The ancient Jews must have had a hard time relating to God. They knew Him as a cloud that hovered over the tabernacle during the day and as a pillar of fire during the night. They knew Him as a booming voice at Mount Sinai that scared the holy dickens out of them. They knew Him as the power that caused the earth to swallow up Korah and those who followed him in his rebellion. God was huge, invisible, unimaginable, and a source of great fear to them. I’ll bet it was hard for them to relate to God or, maybe more importantly, to feel like God related to them. God was nothing like them, it seemed. If I were a Jew living back then I probably would have wished that God was a little more human. I probably would have wondered how God would act if He actually was a human.
That is exactly what we see in Jesus. It is in Jesus that we find the answer to the question, “What would God be like if He was a man like me?” That is what is so amazing about the incarnation. God put on flesh and came to be one of us. Yes, to save us, but also so we could relate to Him and understand Him more fully.
Hebrews 1:3 tells us that Jesus is the brightness of His (the Father’s) glory and the express image of His person. The brightness of glory is the aspect of His glory that is visible and observable. Jesus is also the express image of God. In other words, Jesus is the literal visible expression of God, not like the rest of us humans who are just made in the image of God instead of in the express image of God. Jesus also says amazing things like the Son can do nothing of Himself, but what He sees the Father do; for whatever He does, the Son also does in like manner. (John 5:19) Here Jesus is saying that everything He does — crying at the death of Lazarus, hanging out with prostitutes and sinners, forgiving those who crucified Him, washing the feet of His disciples — are akin to the things that He sees the Father do. Jesus shows us the heart of God the Father.

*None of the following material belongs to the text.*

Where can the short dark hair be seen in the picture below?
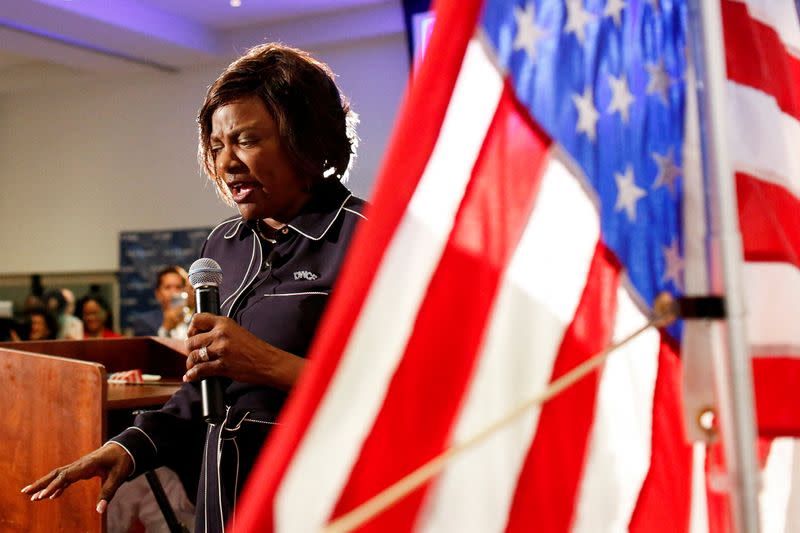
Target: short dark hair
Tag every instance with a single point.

Later in the gospel of John, Jesus says, I and my Father are one. I’ve heard some say that Jesus simply meant that they were one in purpose. The Jews at that time certainly didn’t take it that way. Their reaction to this proclamation was to immediately pick up stones to kill him — the punishment for blasphemy. The Jews wouldn’t have had a problem with someone claiming they were one in purpose with God. The Jews would have undoubtedly claimed the same thing. They understood that Jesus was claiming He was literally one with God, and they wanted to kill Him for saying it.
It turns out that Joan Osbourne’s musical question is the very question that can save all of humanity. If only people would really ask the question and have faith to accept the answer…
God was one of us. And God will forever be one of us through Jesus, one of three persons of the Godhead.